And it’s not our palates that have come of age; oysters are advancing too. Like French fine wine and wagyu beef, this coveted mollusc (don’t call it a fish) has entered the era of provenance. Oysters now have their own grading system, producers, regions and vocabulary—even their own terroir.
Aggregators like Appellation Oysters now buy and grade oysters in the same way négociants in France buy grapes from growers for premium maisons. In a sign of the times, oyster “sommeliers” are also popping up at finer establishments.
John Susman is the chief executive of Fishtales, and an oyster judge and educator. He says he has seen a surge in the category’s production and appreciation: “In less than a third of the generation, we have seen the oyster offering go from Kilpatrick or mornay, to selection by species, estuary, season and grower.”
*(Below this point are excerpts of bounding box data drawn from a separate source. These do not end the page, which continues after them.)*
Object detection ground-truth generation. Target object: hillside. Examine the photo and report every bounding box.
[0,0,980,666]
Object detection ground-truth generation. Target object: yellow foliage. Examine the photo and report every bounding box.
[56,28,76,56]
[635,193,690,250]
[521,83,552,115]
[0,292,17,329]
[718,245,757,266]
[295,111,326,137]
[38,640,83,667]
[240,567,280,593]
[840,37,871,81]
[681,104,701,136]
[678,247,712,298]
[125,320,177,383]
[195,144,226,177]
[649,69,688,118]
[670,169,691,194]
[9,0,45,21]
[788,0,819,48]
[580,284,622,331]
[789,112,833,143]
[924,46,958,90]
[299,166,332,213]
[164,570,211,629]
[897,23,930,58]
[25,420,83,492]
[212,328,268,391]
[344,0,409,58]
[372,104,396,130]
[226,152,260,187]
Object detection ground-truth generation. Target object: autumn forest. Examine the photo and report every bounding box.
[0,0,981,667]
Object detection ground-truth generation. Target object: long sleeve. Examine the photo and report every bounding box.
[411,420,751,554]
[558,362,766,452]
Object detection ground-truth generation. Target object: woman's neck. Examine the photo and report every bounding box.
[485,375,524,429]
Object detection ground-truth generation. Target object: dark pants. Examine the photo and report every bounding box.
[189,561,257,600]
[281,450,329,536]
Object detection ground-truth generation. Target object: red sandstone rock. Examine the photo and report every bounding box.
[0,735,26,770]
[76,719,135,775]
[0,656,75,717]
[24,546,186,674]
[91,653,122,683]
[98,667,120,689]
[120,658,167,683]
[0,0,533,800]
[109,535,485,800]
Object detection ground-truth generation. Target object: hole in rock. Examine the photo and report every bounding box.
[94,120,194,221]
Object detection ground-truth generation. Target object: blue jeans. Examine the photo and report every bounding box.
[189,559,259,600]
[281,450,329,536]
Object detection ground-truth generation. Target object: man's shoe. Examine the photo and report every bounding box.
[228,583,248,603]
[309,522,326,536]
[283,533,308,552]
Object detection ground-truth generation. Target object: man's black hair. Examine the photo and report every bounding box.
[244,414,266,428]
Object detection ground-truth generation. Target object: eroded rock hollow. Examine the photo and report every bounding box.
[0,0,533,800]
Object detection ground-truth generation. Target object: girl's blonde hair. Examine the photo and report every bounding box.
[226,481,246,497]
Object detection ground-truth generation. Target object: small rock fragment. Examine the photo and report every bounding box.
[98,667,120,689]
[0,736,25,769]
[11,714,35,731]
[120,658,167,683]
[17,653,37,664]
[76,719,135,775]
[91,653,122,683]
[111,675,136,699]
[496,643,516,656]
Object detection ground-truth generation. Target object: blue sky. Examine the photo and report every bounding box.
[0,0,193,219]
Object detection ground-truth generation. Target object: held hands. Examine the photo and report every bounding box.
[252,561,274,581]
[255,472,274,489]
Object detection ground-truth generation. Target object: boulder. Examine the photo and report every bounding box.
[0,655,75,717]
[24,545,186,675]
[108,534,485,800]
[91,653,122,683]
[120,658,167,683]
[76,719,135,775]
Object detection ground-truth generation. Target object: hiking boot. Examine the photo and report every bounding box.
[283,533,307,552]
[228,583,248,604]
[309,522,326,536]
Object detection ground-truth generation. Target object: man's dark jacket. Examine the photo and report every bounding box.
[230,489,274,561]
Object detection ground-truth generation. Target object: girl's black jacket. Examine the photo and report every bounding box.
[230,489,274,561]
Oysters are typically listed on menus by species, with tasting notes like “crisp, briny, vegetal”, or “brisk, creamy, melon”. As with real estate, though, oysters are all about location, location, location. Just as chardonnays in Burgundy differ with each microclimate, it pays to know your regions and famed producers.
“You can have five oysters next to each other, and they all taste extremely different. And when you start to scratch beneath the surface, you discover this one is from the very oceanic estuary, and this one is from a closed lagoon, and this one has influences that come from the lakeside storms of the Northern Rivers,” says Susman, passion oozing from every muscle in his face.
Wade into a serious oyster chat with any chef and Sydney rock oysters rise to the surface; the south coast of New South Wales alone has 38 different estuaries from which to source them. Pinnacle rock oyster country, however, is found in places like Wapengo, Merimbula, Pambula and Wagonga. On the Clyde River in Batemans Bay, Steve Feletti farms his oysters in relative hermitude, turning out sought-after varieties like Claire de Lune Bouton, Rusty Wire and Moonlight en Surface.
Colin Barker was head chef of Boathouse on Sydney’s Blackwattle Bay for 13 years, running an oyster menu of up to 18 varieties. “I am a bit of an oyster snob,” Baker admits over a plate of just-popped oysters at Coogee Pavilion. “So unless I’m seated in the vicinity of where they are being shucked, I won’t take on an oyster.”
Australian connoisseurs are aplenty, then. But according to celebrity chef and restaurateur Neil Perry, there is only one “oyster whisperer”: Gary Rodley from Tathra Oysters. “He’s one of the great oyster farmers,” says Perry, standing at the bar of Margaret, his award-winning restaurant in Double Bay. “Gary nurtures his oysters, and the result is one of the greatest tasting oysters in the world; rich, creamy, briny, umami, salty, yet sweet.”
For Perry and co, the best advice if you love oysters is to shuck your own. Professionals wriggle a strong, shortish knife into the shell from either the frill or the hinge, careful not to spill the oyster juice. The adductor muscle is carefully cut, without damaging the centre of the oyster’s abdomen. When dining out, it’s perfectly acceptable to ask what day the oysters came in, and for the freshest. If just shucked, the shells will be cool, with the “liquor” of the seawater on top and served on ice.
“The biggest travesty with oysters, that you see at a lot of markets, is that they pop the hinge and then run them straight under the tap,” says Perry. “This is done for commercial reasons, to get rid of any grit, but you are losing that oyster liquor, that salinity that is the story of the estuary it was raised in.”
If you haven’t done so already, it’s time to get your slurp on.